Kiloclaw: Hosting Thousands of Claws

Author

Name: Daniel Botha

A lot of people trying out a new agent will run it in a Docker container on whatever machine they have handy. For a while, that was the best balance between simplicity and security. But it comes with issues that don’t make your agent feel like the always-online, all-knowing assistant you want it to be. Laptops sleep. VPS disks fill up with logs. Processes die at 2am and don’t restart. OS updates break dependencies.

Self-hosting an agent is straightforward until you need it to be reliable 24/7. KiloClaw is Kilo’s answer to that reliability gap, and the downright crazy speed at which they have scaled confirms that having an Openclaw that “just works” is more exciting to a lot of people than building and maintaining their own.

What OpenClaw Actually Is

OpenClaw is an open source AI agent that runs 24/7 and connects to chat platforms like Slack, Discord, and Telegram. It maintains outbound connections, runs scheduled tasks via built-in cron, and takes real actions: sending emails, managing calendars, browsing the web, running shell commands.

Who’s Using Kiloclaw

The team built Kiloclaw for developers. Then other people showed up. Like… a lot of them.

Airbnb hosts are managing multiple listings: bulk price changes, responding to guest messages, coordinating cleaners. Parents are using it as a family command center: school schedules, meal planning, coordinating who’s picking up which kid. One user said their Claw knows their family’s calendar better than they do.

Small business owners who aren’t technical and don’t care what “agentic AI” means are finding that just being able to say “find all invoices from last month and tell me which ones are unpaid” is life changing when it just works.

The Self-Hosting Gap

Openclaw is relatively easy to set up and once all your connectors are plugged in, it’s easy to become reliant on it.
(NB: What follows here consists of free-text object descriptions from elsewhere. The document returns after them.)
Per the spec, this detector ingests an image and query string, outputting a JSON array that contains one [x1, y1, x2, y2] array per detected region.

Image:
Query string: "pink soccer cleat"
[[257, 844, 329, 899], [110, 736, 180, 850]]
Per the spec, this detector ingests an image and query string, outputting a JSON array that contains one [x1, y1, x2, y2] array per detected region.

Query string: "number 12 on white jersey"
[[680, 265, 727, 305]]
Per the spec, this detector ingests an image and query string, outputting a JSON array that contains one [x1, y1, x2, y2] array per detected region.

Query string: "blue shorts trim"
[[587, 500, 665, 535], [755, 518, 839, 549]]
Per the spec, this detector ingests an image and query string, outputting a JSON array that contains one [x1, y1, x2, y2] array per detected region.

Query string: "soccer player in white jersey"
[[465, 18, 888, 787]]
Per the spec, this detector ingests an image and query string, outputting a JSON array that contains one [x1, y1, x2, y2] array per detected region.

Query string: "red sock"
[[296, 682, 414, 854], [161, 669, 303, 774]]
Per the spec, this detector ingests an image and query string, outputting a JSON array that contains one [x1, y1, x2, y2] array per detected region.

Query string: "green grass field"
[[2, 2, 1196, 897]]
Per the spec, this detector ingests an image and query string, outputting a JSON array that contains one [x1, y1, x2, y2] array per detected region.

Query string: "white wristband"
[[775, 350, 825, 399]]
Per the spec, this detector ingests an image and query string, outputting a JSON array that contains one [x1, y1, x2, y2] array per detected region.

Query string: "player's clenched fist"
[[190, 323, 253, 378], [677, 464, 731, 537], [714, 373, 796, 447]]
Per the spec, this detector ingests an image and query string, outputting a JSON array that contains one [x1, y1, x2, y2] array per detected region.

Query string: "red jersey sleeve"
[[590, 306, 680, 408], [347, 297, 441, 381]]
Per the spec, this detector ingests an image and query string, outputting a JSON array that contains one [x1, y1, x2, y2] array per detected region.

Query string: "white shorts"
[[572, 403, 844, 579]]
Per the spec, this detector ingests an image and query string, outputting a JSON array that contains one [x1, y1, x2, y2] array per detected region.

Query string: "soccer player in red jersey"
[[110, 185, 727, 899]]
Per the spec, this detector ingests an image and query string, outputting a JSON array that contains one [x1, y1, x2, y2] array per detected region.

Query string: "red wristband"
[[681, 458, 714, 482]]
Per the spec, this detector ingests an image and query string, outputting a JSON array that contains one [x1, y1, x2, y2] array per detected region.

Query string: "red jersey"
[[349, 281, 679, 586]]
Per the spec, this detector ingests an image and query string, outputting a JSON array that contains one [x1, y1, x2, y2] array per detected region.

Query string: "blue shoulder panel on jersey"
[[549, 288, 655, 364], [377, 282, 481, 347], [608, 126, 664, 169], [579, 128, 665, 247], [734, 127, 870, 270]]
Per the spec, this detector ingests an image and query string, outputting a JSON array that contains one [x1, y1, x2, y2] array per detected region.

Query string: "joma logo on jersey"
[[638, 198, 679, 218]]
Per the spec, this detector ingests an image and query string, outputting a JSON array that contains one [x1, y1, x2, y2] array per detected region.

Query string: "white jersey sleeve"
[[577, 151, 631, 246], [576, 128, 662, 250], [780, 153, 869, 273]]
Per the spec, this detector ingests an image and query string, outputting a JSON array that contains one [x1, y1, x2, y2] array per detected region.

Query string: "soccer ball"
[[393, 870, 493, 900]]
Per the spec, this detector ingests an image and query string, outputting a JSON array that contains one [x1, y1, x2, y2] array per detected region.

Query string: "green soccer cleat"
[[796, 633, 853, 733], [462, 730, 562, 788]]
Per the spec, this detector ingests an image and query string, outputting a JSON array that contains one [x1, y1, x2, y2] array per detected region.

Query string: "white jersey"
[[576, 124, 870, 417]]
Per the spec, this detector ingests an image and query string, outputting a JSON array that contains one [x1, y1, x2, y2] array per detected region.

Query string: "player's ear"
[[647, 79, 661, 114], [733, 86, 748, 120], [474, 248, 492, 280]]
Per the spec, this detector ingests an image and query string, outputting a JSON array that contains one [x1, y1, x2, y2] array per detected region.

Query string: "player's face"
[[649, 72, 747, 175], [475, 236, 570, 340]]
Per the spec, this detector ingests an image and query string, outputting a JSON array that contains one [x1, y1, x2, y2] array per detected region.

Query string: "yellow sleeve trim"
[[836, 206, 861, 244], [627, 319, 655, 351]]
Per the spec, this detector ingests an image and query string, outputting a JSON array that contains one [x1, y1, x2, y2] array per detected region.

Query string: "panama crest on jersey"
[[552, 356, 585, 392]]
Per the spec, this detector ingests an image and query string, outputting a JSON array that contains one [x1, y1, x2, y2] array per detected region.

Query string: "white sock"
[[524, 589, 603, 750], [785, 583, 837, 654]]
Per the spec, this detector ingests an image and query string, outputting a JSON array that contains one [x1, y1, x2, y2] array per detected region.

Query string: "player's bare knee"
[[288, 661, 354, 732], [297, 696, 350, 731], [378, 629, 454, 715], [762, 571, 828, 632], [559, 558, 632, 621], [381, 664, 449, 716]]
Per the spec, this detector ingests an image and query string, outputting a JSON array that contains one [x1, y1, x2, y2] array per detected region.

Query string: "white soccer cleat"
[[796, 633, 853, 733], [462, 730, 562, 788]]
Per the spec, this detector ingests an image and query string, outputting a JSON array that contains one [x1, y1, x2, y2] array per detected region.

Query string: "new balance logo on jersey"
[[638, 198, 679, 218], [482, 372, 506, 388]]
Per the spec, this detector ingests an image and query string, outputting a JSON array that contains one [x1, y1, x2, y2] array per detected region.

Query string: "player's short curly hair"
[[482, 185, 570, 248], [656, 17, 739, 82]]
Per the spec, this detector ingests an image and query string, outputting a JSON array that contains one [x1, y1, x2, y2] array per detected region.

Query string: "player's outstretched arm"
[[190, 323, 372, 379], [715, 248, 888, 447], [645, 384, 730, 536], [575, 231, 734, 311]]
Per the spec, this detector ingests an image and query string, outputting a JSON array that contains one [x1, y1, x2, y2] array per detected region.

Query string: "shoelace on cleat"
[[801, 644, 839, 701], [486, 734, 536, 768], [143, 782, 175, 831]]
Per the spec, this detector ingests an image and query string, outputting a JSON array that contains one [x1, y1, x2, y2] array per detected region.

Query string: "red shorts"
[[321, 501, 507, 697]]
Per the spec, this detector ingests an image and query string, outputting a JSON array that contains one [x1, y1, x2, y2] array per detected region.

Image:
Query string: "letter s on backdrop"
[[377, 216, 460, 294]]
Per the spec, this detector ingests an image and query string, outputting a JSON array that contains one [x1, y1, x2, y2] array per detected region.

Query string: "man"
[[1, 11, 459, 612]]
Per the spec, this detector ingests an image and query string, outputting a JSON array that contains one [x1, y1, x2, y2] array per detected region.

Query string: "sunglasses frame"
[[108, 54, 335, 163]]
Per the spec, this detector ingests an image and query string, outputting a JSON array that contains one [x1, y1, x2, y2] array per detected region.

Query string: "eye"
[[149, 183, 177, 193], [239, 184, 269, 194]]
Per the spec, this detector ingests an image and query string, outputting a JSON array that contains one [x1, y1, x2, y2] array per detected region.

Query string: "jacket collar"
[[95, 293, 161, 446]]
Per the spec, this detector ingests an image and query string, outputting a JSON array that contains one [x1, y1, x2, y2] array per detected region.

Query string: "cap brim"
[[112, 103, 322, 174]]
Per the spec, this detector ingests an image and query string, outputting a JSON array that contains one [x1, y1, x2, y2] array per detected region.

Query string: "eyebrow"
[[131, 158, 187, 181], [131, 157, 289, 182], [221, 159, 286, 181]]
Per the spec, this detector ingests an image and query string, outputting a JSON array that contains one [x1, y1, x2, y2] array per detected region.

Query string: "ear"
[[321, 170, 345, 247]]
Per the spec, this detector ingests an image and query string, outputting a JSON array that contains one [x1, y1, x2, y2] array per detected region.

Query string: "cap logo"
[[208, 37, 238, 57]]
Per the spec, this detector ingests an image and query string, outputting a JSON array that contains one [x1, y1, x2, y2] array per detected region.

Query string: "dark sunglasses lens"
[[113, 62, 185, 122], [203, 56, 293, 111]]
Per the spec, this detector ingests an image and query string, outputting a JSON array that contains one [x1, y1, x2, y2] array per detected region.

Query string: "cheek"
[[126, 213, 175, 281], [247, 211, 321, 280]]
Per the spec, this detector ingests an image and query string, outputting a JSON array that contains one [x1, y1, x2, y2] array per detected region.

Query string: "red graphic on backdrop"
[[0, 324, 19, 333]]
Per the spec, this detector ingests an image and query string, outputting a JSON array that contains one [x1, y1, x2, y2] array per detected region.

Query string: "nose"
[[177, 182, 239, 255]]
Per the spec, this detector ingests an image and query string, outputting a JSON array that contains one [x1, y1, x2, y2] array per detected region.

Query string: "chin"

It only starts to feel like work when you need it and something breaks. Computers are involved here, so things will break. Kiloclaw aims to extend that initial honeymoon phase indefinitely by taking a few key jobs off your plate.

Memory and state management. OpenClaw doesn’t remember yesterday unless you configure persistence. A lot of people deploy it, love it, and then ask “why have you forgotten everything?!?!?!” a week later. You need to decide what to store, handle edge cases, force it to write things down more often.

Monitoring and recovery. Your agent will crash. Your VM will restart. Your API keys will expire. And of course this will happen at the exact moment you really need your Openclaw to work.

Security surface. OpenClaw running on your machine has access to … your machine. Your files, your shell, your credentials. In this situation “what happens if someone tricks my agent into doing something I didn’t ask for” hits different.

The Kiloclaw team sees the gap as operational maturity, not technical skill. It’s the same gap between “I can write a web app” and “I can run a web app that’s up at 3am on Christmas.”

The Stack

Every customer gets their own Fly app, their own volume, their own machine. One app per tenant, one machine per app. The control plane sits on Cloudflare, with a Durable Object per deployment coordinating provisioning, lifecycle management, auth token rotation, and access gating.

The compute runs on Fly. Every customer gets their own Fly app, their own volume, their own machine. One app per tenant, one machine per app.

Traffic is proxied through multiple layers to avoid exposing the Fly Machine directly. The Durable Object handles both control plane operations and access gating, so users interact with OpenClaw through the Cloudflare layer, never touching the machine’s network directly.

There’s an architecture diagram if you want the 10,000-foot view.

Why Fly

Three reasons.

The API was easy to use. The machines are always-on without needing to shut down during idle periods to stay cost-effective, which matters when your workload assumes it’s perpetually running.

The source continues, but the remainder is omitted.